--Part 5--

louis martin
cns news & features

TUMORKA LAY at the base of Fool's Rock where he had struck then slid down the side. His eyes opened and he stared for a moment across grains of sand that were so close they appeared like boulders. He stared at the white foamy water that now came rushing towards him. He tried to stand up but no muscle moved, and he could feel nothing: only a flickering, sunlit peace as his body was lifted and carried by the warm, salty water.

It was the children who first spotted the body and the fishermen in the boats who brought it ashore on the Day So Sad. And, oh, what a sad day that was, truly.

When Tumorka did not show up on the beach in the morning, naturally the children went out looking for him. But it took them awhile to find him; the last thing they expected was to find him floating in the water.

First they checked the fish market in the village, for they knew that Turmorka stopped by there at least once a day to stare at the "catch," if you want to call it that. Mostly it was a "grab." And mostly the same kinds of fish were on display there. Always there was the yellow Mura-Mura, so firm of texture and tasting a little like shellfish. Very popular with the women was the Mura-Mura, sometimes known as the Honeymoon Fish, as it was traditional on the wedding night. But I think it was the huge mouth of the Mura-Mura and the bulging eyes that attracted Tumorka to this fish, that made him stand and stare so long; he seemed forever curious about it. "It is so much like certain people of Xamoro," he had once said to the children. And he promised to someday tell them a story about this fish.

Tumorka also liked to stand before the huge platters of fish eyes in the market, fixing them steadily in his gaze so you would think that he, Tumorka, had died too, and that his last expression in this world had been frozen in time there.

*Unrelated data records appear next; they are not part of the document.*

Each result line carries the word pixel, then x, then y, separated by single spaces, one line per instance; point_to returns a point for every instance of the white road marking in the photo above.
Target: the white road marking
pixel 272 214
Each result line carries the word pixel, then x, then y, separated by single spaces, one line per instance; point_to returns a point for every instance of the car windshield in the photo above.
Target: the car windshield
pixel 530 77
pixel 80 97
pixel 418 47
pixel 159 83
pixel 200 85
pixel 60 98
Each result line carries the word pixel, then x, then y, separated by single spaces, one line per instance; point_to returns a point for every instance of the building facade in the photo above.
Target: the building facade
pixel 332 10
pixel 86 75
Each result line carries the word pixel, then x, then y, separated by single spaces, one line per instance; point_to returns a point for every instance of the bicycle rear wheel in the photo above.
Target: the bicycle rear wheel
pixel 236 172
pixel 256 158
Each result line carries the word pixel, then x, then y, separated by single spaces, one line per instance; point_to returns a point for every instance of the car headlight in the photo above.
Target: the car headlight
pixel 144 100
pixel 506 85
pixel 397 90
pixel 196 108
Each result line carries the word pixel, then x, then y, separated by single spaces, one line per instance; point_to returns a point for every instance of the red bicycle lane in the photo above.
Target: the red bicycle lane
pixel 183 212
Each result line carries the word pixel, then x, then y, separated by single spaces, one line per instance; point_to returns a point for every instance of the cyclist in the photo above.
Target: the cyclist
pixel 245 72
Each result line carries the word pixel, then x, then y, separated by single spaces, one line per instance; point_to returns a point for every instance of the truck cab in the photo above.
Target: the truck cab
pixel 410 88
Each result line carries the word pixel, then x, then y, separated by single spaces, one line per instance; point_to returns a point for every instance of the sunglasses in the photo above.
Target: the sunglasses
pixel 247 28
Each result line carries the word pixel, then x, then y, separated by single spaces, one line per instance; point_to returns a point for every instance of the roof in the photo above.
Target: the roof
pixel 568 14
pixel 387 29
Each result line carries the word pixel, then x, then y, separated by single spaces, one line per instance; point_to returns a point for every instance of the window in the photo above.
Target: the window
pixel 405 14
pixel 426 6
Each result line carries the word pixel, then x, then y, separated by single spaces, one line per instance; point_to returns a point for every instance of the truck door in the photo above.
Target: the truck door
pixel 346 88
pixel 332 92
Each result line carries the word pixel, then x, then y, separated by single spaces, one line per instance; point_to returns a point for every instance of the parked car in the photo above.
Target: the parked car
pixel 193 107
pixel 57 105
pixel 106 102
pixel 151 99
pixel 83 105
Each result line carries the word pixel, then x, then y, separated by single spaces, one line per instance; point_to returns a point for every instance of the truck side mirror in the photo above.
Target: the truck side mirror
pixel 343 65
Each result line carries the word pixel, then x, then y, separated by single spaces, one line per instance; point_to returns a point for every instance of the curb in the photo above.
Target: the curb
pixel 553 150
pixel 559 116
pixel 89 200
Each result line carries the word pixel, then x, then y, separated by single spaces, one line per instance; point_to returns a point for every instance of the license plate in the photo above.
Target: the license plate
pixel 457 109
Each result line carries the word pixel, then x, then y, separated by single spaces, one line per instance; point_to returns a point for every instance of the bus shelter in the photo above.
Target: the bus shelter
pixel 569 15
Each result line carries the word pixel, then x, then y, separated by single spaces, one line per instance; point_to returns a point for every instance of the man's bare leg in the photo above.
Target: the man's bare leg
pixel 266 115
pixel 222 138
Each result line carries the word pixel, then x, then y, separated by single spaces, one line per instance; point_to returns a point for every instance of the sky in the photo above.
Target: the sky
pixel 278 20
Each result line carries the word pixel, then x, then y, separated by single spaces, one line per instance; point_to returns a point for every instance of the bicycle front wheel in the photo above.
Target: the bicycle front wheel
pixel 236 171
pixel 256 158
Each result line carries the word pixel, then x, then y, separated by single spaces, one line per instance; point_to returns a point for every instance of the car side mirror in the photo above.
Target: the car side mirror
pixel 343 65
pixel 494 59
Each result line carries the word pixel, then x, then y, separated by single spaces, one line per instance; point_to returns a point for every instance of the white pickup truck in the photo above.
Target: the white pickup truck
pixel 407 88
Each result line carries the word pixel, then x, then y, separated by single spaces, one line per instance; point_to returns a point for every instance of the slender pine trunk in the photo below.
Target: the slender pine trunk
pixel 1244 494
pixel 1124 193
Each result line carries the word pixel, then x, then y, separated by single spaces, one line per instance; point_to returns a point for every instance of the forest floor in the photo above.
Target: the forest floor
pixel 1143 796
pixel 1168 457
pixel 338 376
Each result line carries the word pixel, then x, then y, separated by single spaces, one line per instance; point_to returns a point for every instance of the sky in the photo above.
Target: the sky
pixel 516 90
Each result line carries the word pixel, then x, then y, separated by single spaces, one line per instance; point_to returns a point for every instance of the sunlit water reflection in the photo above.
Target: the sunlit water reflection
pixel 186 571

But that was Tumorka, that was his way--always full of silly little pranks when he wasn't deadly serious. Oh, yes, he could be serious too. In fact I think the pranks simply relieved his more serious side. What a man, what a storyteller!

Then the children searched for Tumorka at his base camp in the Oakuku grove--no mortal knew of his second camp among the ancient Redukus--but of course they only found a charred, hacked-up mat in the fire circle and a smashed bowl.

Dejected and uneasy, the children returned to the beach where one child--Tumorka's favorite, little TuTu--spotted the body in the water.